- Born: Win Than (ဝင်းသန်း) 24 November 1956 (age 69) Mandalay, Burma
- Education: National Taiwan Ocean University (BS) National Chengchi University (MBA)
- Occupations: Businessman, electronics engineer
- Employer(s): HTC Digital Equipment Corporation
- Awards: National Taiwan Ocean University honorary engineering Ph.D. (2011) National Taiwan Ocean University Distinguished Alumni (2009)

= Peter Chou =

Taiwanese businessman and electronics engineer

Peter Chou (周永明) or Win Than (ဝင်းသန်း) (born 24 November 1956) is a Taiwanese businessman and electronics engineer. He is co-founder of HTC and a former CEO of the company. Chou founded HTC with Cher Wang and H.T.Cho (卓火土) before being named CEO of HTC in 2004, succeeding H.T.Cho. Chou would later serve as head of HTC Future Development Lab starting early 2015, with Cher Wang succeeding as CEO.

==Early life and education==
Chou was born in Mandalay, Burma (now Myanmar), in 1956 to an ethnic Chinese family. His father worked in Burma's jade industry.

After attending Mandalay Regional College, Chou went to Taiwan and continued to study part-time in the car audio company assembling electronic parts.
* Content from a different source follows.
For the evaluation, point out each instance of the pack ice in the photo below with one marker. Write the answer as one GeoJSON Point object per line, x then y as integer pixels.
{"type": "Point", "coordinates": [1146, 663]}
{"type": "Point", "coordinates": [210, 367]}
He graduated from National Taiwan Ocean University in 1985 with a Bachelor of Science (B.S.) in electrical engineering. In 1987, Chou became a senior engineer at Digital Equipment Corporation; in 1997, HP merged with DEC.

In 1997, he founded HTC with Cher Wang and H.T.Cho (卓火土). Chou had received an Executive MBA from National Chengchi University in 2003 after co-founding HTC. He attended Harvard Business School's six-week Advanced Management Program.

In 2013, HTC launched one of the first smartphones to offer commercial off-the-shelf compatibility with Burmese language text.

== Career ==
Before HTC

Prior to joining HTC, Chou spent 10 years with Digital Equipment Corporation (DEC), eventually serving as director before DEC's later merger with HP Corporation.

HTC Corporation

Chou was asked to join the founding of HTC Corporation by former superior H.T. Cho in 1997, and was named CEO in 2004. During his term as CEO he created the first 4G-capable smartphone and one of the first smartphones to offer commercial off-the-shelf compatibility with Burmese language text.

Cher Wang succeeding the mantle as CEO of HTC Corporation in early 2015.

Chou has received various awards, including Laptop Magazine's fifth most influential mobile executive , the Wireless Week Leadership Award for extraordinary achievements in mobile communications, and T3 Magazine's thirteenth most influential technology executive.

== Personal life ==
In his spare time, Chou enjoys reading, appreciating all forms of art and listening to classical music.